Dans un paysage politique en recomposition, Michel Ongoundou Loundah trace sa ligne : une opposition indépendante, ni complaisante ni systématique. Entre tensions internes et repositionnement stratégique, le président de REAGIR entend redonner du sens au contre-pouvoir.
À contre-courant des postures fluctuantes de l’opposition gabonaise, Michel Ongoundou Loundah tente d’imposer une ligne claire : celle d’une opposition structurée, assumée et surtout indépendante. Pour le président du parti Ré-appropriation du Gabon de son indépendance pour sa reconstruction (REAGIR), il n’est pas question de céder à une opposition de façade ni de se laisser absorber par le pouvoir.
Dans un contexte marqué par l’après-août 2023, qu’il qualifie d’« espace politique atomisé », l’homme politique plaide pour une reconstruction méthodique de l’opposition. Objectif : faire émerger un véritable contre-pouvoir capable d’équilibrer l’action gouvernementale.
Une opposition utile, pas décorative
Pour Michel Ongoundou Loundah, le rôle de l’opposition ne se limite pas à la contestation. Elle doit, au contraire, contribuer à crédibiliser l’action publique. « Quand il y a un pouvoir, il faut des contre-pouvoirs », martèle-t-il, insistant sur la nécessité d’une opposition exigeante mais responsable.
Cette posture se distingue d’une ligne plus conciliante adoptée par certains acteurs politiques. Lui revendique une indépendance totale, refusant toute tentative de récupération. Sa rencontre avec le chef de l’État ? Une démarche personnelle, précise-t-il, sans implication politique formelle de son parti.
Tensions internes et bataille de légitimité
Sur le front interne, la situation reste tendue. La contestation de son leadership par Jean-François Ndong Obiang, qui annonce un congrès parallèle, a conduit Michel Ongoundou Loundah à saisir la justice. Il dénonce des « actes de délinquance », signe d’une bataille ouverte pour le contrôle du parti.
Mais fidèle à son style, il relativise ces turbulences, préférant invoquer la patience stratégique plutôt que la réaction précipitée.

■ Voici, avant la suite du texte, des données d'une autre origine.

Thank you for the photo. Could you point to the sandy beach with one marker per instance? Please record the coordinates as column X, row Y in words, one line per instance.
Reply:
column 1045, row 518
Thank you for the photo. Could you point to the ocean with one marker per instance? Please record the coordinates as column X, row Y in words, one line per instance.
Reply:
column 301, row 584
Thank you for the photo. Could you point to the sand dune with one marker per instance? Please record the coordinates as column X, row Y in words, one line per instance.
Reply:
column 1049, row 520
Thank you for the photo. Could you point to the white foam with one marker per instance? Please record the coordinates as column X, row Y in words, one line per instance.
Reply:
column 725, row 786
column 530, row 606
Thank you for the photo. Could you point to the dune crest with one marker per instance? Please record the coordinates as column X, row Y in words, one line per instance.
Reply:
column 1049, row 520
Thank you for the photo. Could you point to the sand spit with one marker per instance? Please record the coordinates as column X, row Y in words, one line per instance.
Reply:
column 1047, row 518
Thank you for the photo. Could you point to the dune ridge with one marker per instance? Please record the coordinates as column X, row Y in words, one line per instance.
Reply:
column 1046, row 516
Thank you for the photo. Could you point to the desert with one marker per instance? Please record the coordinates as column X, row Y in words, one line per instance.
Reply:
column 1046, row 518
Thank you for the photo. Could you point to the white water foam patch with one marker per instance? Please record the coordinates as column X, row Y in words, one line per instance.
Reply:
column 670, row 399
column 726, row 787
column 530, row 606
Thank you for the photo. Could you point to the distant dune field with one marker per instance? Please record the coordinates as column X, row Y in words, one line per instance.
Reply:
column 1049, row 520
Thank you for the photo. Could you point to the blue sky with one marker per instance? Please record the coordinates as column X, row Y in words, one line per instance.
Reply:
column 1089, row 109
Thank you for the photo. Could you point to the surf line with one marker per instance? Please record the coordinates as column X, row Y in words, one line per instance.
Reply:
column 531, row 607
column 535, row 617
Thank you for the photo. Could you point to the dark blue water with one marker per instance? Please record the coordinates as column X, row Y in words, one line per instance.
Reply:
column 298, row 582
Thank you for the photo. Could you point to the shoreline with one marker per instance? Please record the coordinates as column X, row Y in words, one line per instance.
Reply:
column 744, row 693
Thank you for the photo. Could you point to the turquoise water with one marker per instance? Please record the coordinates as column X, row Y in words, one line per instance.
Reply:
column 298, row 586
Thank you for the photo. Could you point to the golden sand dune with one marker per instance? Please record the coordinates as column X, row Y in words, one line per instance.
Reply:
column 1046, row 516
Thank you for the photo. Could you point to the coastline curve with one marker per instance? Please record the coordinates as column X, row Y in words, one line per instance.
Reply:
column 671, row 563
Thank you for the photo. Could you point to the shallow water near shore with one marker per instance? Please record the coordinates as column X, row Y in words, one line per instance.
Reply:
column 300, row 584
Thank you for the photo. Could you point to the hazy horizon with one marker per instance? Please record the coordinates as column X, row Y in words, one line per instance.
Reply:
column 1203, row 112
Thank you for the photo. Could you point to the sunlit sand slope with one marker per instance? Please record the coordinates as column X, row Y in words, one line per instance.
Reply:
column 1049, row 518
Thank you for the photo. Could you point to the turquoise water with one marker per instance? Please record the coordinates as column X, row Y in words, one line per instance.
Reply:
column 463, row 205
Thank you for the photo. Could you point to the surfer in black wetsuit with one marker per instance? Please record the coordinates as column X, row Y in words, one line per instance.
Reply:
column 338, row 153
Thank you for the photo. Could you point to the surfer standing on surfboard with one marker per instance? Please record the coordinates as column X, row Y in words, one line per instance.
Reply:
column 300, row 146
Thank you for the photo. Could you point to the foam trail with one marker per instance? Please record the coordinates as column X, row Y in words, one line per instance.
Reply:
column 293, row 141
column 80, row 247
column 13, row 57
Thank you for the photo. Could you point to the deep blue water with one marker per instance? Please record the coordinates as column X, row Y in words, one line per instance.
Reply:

Vers une recomposition de l’opposition ?
Au-delà de REAGIR, le leader politique évoque des rapprochements avec d’autres formations, notamment au sein de la Coalition pour la nouvelle République (CNR) ou de l’Union du peuple gabonais (UPG). Une dynamique qui pourrait préfigurer une recomposition plus large.
Reste une exigence : la sincérité. Car pour Michel Ongoundou Loundah, toute interaction avec le pouvoir doit reposer sur un dialogue clair, équilibré et respectueux. À défaut, l’opposition perdrait sa raison d’être : être la boussole démocratique du Gabon.